追いかけてくる膨れトカゲを観察しつつ、スマホの時刻表示を確認。
「残り三時間」
テレポートまでに残り三時間。十分すぎる時間だな、と南藤は無感動に呟きながら機馬の収納スペースから水中ドローンを取り出した。
機馬や建物で死角となった空間に入った瞬間、南藤は水中ドローンを水の中へと放り込む。
南藤を追いかけてきている膨れトカゲは水のトンネルにより上空から全体を見下ろしているため、橙香が作り上げた堤防に気付いたらしい。
警戒したように、膨れトカゲが進路を変更して堤防の直上へと移動し、その体を膨張させた。
「なんだ、気付くのが早いな」
感心する南藤の前で、膨れトカゲは膨張した体を使って上空から堤防へとのしかかり、巨体を生かして堤防を破壊する。
発生した大波を建物の陰に入ってやり過ごした南藤は濡れた髪を掻き上げて膨れトカゲを見る。
企みを台無しにしてやったとばかりに満足そうに一鳴きした膨れトカゲが悠々と水のトンネルへと戻っていく。

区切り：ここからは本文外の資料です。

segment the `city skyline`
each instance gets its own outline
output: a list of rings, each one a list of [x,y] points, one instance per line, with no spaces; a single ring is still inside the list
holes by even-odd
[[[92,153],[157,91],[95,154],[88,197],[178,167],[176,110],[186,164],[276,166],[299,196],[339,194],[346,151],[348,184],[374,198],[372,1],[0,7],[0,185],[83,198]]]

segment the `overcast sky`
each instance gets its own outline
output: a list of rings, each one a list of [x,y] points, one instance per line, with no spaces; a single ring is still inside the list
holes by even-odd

だが、南藤が無線機を使って仲間に連絡していない事には気付いていないようだった。
南藤からしてみれば、堤防が破壊される事など予測の範囲内である。大波を発生させて冒険者を押し流すのが基本戦術の一つである以上、その戦術の有効性を確保するためにも対抗策についても理解しているのだろうと、南藤は最初から考えていた。
感心したのはあくまで、堤防が大波を防ぐところを見てからではなく、何の役割も果たしていない現段階でそのもくろみを見破った観察眼に対してのみだ。
「手間が省けたな」
南藤はスマホの時刻表示を気にしつつ膨れトカゲの誘導を再開する。
橙香が頑張って作り出した堤防を見つけるたびに膨張した体でボディープレスする膨れトカゲを眺めつつ、団子弓のペイント弾や雷玉のテーザー銃で攻撃を加え、橙香の元から戻ってきた毬蜂による航空映像を利用して効率的に膨れトカゲを煽り続ける。
毬蜂のパイルバンカーも、団子弓のエアガンも、雷玉のテーザー銃も、膨れトカゲに目に見えたダメージは与えられない。テーザー銃のみ体の自由を奪えるくらいだ。
だが、膨れトカゲも巧みに逃げ回る南藤にかすり傷一つ負わせる事が出来ずにいる。
いつまで経っても成果が上がらない事に焦り始めている膨れトカゲは攻撃の頻度が明らかに増えている。
頃合いだな、と南藤は機馬の進路を変え、加速した。
膨れトカゲは加速する機馬とその上の南藤を見て、すぐさま水のトンネルを利用して追いかけてくる。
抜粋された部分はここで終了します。